Corporate media likes to shift the blame for the Uvalde police force’s failures on old gear, ineffective tactics, and communication breakdowns. Now, Despart wants to add AR-15s to that list based on one small exchange between a state trooper and the officers outside of Robb Elementary.
“You know what kind of gun?” state Trooper Richard Bogdanski asked.
“AR. He has a battle rifle,” an unnamed voice allegedly replied.
“Battle rifle” is not an accurate term to describe the semiautomatic recreational rifle that is an AR-15, just like the media’s favorite misnomers “assault rifle” and “weapon of war” are not acceptable, but Despart runs with that definition anyway.
“The AR-15 was designed to efficiently kill humans,” Despart claims. “ArmaLite, a small gunmaker in California, designed the AR-15 in the late 1950s as a next-generation military rifle.”
Except it wasn’t. The U.S. military may have eventually integrated a more powerful and fully automatic version of the AR into its armory as the M16 but ArmaLite’s popular semiautomatic rifle was originally marketed and sold to civilians as a hunter’s and collector’s gun.
Corporate media mouthpieces have a long history of twisting the history of ARs to fit their gun control agenda, and Despart proves to be no exception.
He tries to justify his erroneous claims about the origins and purposes of ARs by referencing the rifle as the Department of Defense’s ideal weapon going into the Vietnam War. What Despart once again fails to fully clarify for readers is that there is a massive difference between the AR-15, a rifle that only fires once every trigger pull and is sold to regular Americans for sport, and the fully automatic M16 U.S. service members carry.
The Smoking Gun
Why would Despart get so far into the AR weeds only to get things wrong? The answer is found mere paragraphs into the investigative article, where he laments that “in the aftermath of the shooting, there has been little grappling with the role the gun played.”
“Texas Republicans, who control every lever of state government, have talked about school safety, mental health and police training — but not gun control,” he complains.
He concludes the article with a “Resistance to gun control” section expressing the same sentiment.
This co-published article is a stone designed to kill two birds. The first is justifying the Uvalde cops’ cowardice. The second is advancing Biden’s war on ARs.
Deep down, Despart knows the Uvalde officers failed because they weren’t brave enough. to follow through on their commitment to protect and serve.
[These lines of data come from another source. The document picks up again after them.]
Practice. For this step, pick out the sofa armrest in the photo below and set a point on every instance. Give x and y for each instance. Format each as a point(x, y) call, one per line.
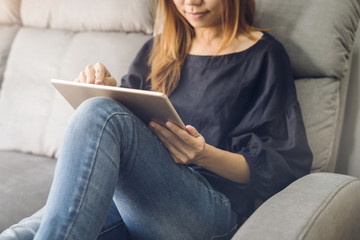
point(317, 206)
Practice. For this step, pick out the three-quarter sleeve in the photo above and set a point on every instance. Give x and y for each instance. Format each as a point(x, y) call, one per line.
point(139, 69)
point(271, 134)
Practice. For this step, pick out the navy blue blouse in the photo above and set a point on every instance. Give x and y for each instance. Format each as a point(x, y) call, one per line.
point(245, 103)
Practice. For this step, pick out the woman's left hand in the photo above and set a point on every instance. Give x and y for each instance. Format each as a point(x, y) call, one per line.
point(185, 146)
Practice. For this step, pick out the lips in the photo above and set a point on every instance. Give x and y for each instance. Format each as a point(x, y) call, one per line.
point(196, 15)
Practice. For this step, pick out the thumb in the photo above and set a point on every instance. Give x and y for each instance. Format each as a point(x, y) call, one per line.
point(192, 131)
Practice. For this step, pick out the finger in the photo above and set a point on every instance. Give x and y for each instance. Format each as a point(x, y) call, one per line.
point(110, 81)
point(90, 74)
point(100, 73)
point(179, 132)
point(166, 136)
point(192, 131)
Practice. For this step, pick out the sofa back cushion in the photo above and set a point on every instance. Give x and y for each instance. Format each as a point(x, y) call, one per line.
point(10, 12)
point(318, 34)
point(85, 15)
point(7, 33)
point(33, 115)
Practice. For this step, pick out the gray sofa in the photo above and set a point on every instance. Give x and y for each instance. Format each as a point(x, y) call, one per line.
point(45, 39)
Even after defending the cops’ weakness, he admits that “Police had failed to follow protocol developed after the 1999 Columbine school shooting that states the first priority is to confront shooters and stop the killing.”
Despart wants to poo-poo the Lone Star State’s widely-held belief that good guys with guns are an effective way to combat bad guys with guns but he knows, as he describes in the article, that kneejerk AR-15 restrictions often proposed in the aftermath of shooting would not decrease tragedies nor would it keep deranged shooters from acting on their violent impulses.
This article, with all of its inconsistencies and inaccuracies, isn’t just a gift to Uvalde police officers who want a scapegoat to blame for their failures on that fateful day, but it’s also a gift to the Biden administration which for years now has expressed a desire to ban AR-15s.